Just over a week ago I graduated from university and, given this is a sports blog, that makes this an apt time to examine the role of sport in my three years at Cambridge Uni. Needless to say, sport played a massive part in my university experience, and for me this largely came in the form of the Cambridge University Hare and Hounds – the university running club.
When I went to university I already knew that sport was going to play a large part in my time there. I have always been sporty and enjoyed the outdoors, and my closest friendships from school remain those formed through the hockey team. Before Freshers Week I attended a training week in Somerset with CUH&H and many of the people I met there became some of my closest friends. Through cross country I met a wonderful group of people and running became a life line for me in amongst the stress of work.

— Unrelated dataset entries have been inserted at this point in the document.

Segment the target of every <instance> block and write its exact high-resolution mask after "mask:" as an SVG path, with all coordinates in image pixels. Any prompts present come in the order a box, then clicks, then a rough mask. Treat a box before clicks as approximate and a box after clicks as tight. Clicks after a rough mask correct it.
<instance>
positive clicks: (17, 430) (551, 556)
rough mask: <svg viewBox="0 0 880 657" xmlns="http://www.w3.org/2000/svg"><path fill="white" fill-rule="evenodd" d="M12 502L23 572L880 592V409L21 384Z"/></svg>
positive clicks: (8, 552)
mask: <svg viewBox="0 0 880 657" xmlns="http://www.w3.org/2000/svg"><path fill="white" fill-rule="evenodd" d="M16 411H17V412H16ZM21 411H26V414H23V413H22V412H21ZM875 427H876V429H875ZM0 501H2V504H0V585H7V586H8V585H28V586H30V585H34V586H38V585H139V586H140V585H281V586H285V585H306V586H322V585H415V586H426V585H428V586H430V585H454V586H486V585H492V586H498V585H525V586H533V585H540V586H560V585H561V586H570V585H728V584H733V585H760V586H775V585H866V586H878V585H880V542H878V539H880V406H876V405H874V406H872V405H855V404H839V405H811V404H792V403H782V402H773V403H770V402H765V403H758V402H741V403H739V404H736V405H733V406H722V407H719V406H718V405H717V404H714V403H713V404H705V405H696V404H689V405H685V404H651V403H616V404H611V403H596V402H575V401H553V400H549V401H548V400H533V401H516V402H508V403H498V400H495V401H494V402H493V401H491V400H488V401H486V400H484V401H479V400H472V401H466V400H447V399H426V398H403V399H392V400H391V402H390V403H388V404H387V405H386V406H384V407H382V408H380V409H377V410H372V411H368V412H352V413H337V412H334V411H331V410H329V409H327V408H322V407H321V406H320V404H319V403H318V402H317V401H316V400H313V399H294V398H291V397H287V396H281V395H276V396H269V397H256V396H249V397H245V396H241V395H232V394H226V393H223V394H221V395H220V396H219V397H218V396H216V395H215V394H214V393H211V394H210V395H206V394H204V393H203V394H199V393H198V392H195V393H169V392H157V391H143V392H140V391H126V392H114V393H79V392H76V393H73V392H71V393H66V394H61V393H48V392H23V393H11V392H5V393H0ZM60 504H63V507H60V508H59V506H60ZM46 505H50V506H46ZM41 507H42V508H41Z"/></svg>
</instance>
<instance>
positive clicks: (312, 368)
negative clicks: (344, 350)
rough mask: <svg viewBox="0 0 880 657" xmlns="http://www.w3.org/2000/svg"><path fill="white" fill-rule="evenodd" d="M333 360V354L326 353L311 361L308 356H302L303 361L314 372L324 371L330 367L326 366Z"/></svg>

However, what I did not anticipate was that I would become so focused on the single sport of cross country. Throughout school I had done a wide range of sports, and hockey was most prominent up until Christmas of year 13 (2012). I came to university with hockey kit, tennis, badminton and squash rackets and a desire to get involved in every sport going (except rowing – I would almost certainly end up as a cox which holds no appeal for me). It soon became clear that this desire to do everything on offer was totally impractical given the work load. I did play some badminton and squash for my college in my first year but cross country gradually became more and more dominant. It was when I attended a hockey training session, and spent the whole time trying to avoid the ball because I was afraid of getting an injury that would hamper my running, that I realised cross country had won. I am so glad it did!
With the intensity of work at Cambridge I found that if I tried to commit to any more than one sport I would end up not forming proper friendships anywhere. I know many others have done multiple sports successfully but that did not work for me. I focused on just cross country.
I would encourage everyone, whether at university or not, to get stuck into a sports club. I personally believe that the camaraderie and friendship created by playing sport are some of the strongest ties you can form. Sport has given me amazing opportunities from running from running for England to appearing on Countryfile alongside Matt Baker. Sport was important throughout all three years at Cambridge and I hope my love of running stays with me for years to come! Many thanks to everyone in CUH&H, and the club coach Phil O’Dell who has led my running to heights I never imagined!